Download the data with curl
, for example:
curl -O http://cf.10xgenomics.com/samples/cell-exp/1.1.0/frozen_pbmc_donor_a/frozen_pbmc_donor_a_possorted_genome_bam.bam
curl -O http://cf.10xgenomics.com/samples/cell-exp/1.1.0/frozen_pbmc_donor_a/frozen_pbmc_donor_a_possorted_genome_bam_index.bam.bai
Run bamtofastq
:
bamtofastq --cr11 frozen_pbmc_donor_a_possorted_genome_bam.bam ./fastqs
Now we have a directory of FASTQ files that will look something like this:
tree fastqs/
fastqs/
└── gemgroup001
├── bamtofastq_S1_L000_I1_001.fastq.gz
├── bamtofastq_S1_L000_I1_002.fastq.gz
├── bamtofastq_S1_L000_R1_001.fastq.gz
├── bamtofastq_S1_L000_R1_002.fastq.gz
├── bamtofastq_S1_L000_R2_001.fastq.gz
├── bamtofastq_S1_L000_R2_002.fastq.gz
├── bamtofastq_S1_L000_R3_001.fastq.gz
└── bamtofastq_S1_L000_R3_002.fastq.gz
Next run cellranger count
cellranger count --id=pbmc_v1data --fastqs=./fastqs/gemgroup001 --transcriptome=/references/refdata-cellranger-GRCh38-3.0.0
Solution (ii): Rename the files according to the recent chemistry guidelines to run the latest Cell Ranger pipeline. The current format of input files uses the following assignments:
R1= transcript (98bp)
R2 = 14 barcode (i1)
R3 = 10bp UMI
I1 = sample index
1) Use a custom script to split the interleaved RA file into R1 and R2 files.
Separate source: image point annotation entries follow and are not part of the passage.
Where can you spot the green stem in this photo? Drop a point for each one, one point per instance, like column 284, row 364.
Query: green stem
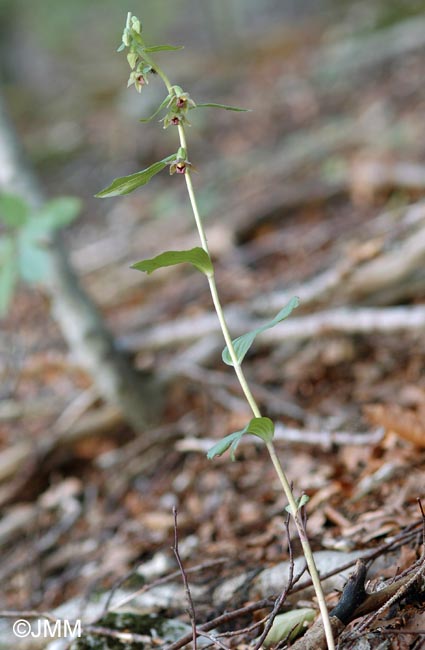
column 308, row 554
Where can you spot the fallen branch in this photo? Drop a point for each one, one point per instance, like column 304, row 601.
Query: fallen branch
column 82, row 325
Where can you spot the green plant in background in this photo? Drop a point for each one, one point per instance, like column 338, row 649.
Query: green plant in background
column 175, row 108
column 24, row 240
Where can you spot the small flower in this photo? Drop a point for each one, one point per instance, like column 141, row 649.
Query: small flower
column 179, row 166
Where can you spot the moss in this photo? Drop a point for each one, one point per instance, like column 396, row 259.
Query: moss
column 149, row 625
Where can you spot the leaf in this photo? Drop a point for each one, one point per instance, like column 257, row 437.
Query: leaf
column 224, row 106
column 304, row 498
column 55, row 214
column 158, row 110
column 127, row 184
column 289, row 625
column 13, row 210
column 244, row 342
column 163, row 48
column 231, row 441
column 8, row 273
column 262, row 428
column 195, row 256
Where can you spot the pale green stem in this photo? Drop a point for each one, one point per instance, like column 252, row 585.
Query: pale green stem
column 308, row 554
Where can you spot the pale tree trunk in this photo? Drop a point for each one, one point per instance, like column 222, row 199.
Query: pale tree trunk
column 83, row 328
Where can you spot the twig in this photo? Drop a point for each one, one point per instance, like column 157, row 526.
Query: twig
column 155, row 583
column 223, row 619
column 344, row 320
column 175, row 548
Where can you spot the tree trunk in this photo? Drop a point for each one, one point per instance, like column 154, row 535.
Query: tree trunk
column 89, row 340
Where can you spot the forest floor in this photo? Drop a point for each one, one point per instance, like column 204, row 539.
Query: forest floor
column 316, row 193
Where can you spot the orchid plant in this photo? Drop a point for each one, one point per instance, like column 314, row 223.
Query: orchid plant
column 175, row 109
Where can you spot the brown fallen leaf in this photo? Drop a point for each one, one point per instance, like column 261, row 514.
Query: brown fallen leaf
column 406, row 423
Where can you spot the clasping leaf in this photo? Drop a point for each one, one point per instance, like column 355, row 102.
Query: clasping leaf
column 261, row 427
column 127, row 184
column 244, row 342
column 195, row 256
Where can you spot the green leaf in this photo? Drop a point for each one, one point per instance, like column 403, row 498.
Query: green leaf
column 262, row 428
column 244, row 342
column 55, row 214
column 8, row 273
column 195, row 256
column 163, row 48
column 158, row 110
column 304, row 498
column 289, row 625
column 127, row 184
column 229, row 442
column 13, row 210
column 224, row 106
2) Follow the Illumina file naming conventions here because the latest Cell Ranger pipelines expect the FASTQ files to be named according to the bcl2fastq
convention. The cellranger mkfastq
pipeline generates FASTQ files in the following file naming format, which is:
[Sample Name]
_S1_L00[Lane Number]
_[Read Type]
_001.fastq.gz
So if the file names don't match the above naming format there might be errors such as "Invalid prefix combination where no input FASTQs were found for the requested parameters".
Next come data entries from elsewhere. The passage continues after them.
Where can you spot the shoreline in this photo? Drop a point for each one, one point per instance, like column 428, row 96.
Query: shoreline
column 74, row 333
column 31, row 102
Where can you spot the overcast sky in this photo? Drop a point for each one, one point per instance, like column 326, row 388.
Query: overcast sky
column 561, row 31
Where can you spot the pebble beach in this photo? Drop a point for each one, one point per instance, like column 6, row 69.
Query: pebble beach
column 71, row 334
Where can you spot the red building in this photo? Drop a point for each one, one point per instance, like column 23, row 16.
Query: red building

3) Assign the following extensions for the various files, such that there are four files for each tile:
R1= transcript (98 bp)
R2 = barcode (14bp)
R3 = UMI (10bp)
I1 = sample index (8bp)
For example:
sample1_S1_L001_R1
_001.fastq.gz
sample1_S1_L001_R2
_001.fastq.gz
sample1_S1_L001_R3
_001.fastq.gz
sample1_S1_L001_I1
_001.fastq.gz
4) Run cellranger count
as in Solution (i) making appropriate changes to the file paths.
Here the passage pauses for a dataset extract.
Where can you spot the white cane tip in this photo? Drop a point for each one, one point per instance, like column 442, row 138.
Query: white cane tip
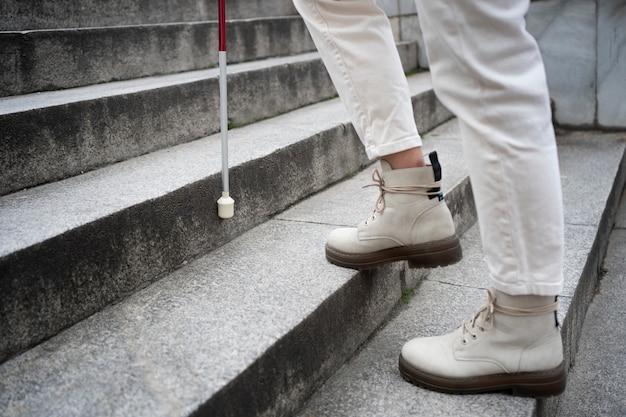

Please note that all the above files ( i.e. R1, R2, R3, and I1 ) need to be present in the directory path to run cellranger count
successfully for v1 chemistry (a related article on this can be found here).
Thus, if formatted properly the single-cell v1 chemistry data can be analyzed with newer versions of Cell Ranger. One can also specify the chemistry parameters on the Cell Ranger command line using --chemistry=SC3Pv1
. This parameter is mandatory in Cell Ranger v4 and above. More information on running cellranger count
can be found here.
Note: If the dataset has 5bp UMI, please use Cell Ranger v3.1 and earlier as the older versions did not have strict checks on the UMI length.
Products: Single Cell Gene Expression
Disclaimer: This workaround is provided for instructional purposes only. 10x Genomics does not support or guarantee the instructions above.